Tom Sayers (1826-1865)
Bare knuckle prize-fighter who fought for the first international boxing championship
They called him ‘The Little Wonder’, and it was a title that he certainly earned. Tom Sayers, who stood only 5 feet 8 inches and weighed under 11 stone, was perhaps the last great bare knuckle boxing champion of England, holding the title from 1858 to 1860 and battling the American champion, John C. Heenan, for the championship of the world, the first time such an honour had been formally contested.
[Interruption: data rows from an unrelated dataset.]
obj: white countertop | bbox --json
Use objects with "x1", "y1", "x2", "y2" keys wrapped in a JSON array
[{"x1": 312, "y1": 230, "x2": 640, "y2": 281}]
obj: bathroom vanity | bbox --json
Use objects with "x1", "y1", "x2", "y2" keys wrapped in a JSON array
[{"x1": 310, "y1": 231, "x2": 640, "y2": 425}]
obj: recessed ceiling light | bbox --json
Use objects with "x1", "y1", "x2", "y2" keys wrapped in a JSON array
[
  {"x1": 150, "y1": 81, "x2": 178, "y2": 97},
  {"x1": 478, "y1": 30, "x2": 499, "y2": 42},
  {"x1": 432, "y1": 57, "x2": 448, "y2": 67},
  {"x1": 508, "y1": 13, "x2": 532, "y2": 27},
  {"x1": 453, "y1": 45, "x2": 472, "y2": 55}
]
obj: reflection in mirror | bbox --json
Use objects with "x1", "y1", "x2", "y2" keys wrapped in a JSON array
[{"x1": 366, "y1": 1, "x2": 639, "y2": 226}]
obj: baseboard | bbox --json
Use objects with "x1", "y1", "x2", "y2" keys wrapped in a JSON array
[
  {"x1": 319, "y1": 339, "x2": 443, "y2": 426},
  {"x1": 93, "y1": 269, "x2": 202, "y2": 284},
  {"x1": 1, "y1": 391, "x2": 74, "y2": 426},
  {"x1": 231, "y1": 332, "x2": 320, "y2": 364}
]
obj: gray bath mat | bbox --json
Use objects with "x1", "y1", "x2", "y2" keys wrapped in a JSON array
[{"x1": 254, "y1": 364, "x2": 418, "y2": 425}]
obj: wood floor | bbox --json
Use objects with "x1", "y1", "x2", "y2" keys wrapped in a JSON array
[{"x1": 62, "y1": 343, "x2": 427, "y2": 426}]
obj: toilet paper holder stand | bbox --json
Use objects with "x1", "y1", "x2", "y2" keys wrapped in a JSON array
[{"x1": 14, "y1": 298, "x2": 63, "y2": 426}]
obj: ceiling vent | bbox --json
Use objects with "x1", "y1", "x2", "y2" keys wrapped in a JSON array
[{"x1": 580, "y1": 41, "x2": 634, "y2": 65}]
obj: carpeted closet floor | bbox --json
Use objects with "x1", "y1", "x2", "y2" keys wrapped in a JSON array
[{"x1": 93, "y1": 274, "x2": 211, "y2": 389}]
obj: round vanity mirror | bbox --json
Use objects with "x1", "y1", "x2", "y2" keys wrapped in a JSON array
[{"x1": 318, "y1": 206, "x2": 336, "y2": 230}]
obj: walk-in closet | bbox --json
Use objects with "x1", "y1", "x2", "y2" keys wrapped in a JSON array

Born in Brighton, Sayers left school at 13, still illiterate, and became an apprentice bricklayer. He spent most of his 11-year career fighting men considerably bigger than himself, yet lost only one bout. Bricklaying built up his fists and The Little Wonder was renowned for his exceptionally sharp knuckles, a major advantage in the days before gloves became compulsory. Sayers’s first victory, on a muddy Wandsworth Common, was over an Irish navvy who stood 6’3”. The Little Wonder, fighting in bare feet, stayed with his opponent for two hours and 20 minutes until the mud clinging to the latter’s boots at last began to slow him down. He later defeated William Perry, ‘The Tipton Slasher’, to win the English heavyweight championship. Sayers’s match with Heenan, lasting well over two hours, was ruled a draw, though the American was left in a critical condition and spent two days recovering in a darkened room. Sayers’s backers then persuaded him to retire.
The champion’s private life was unhappy; his wife was unfaithful to him, bearing at least four children by a lover, and Sayers drank heavily to drown his sorrows after his retirement, ending his life a virtual alcoholic. Aristocratic patrons raised £3,000 for the champion and he lived on that small fortune until his death, from tuberculosis, at the age of only 39.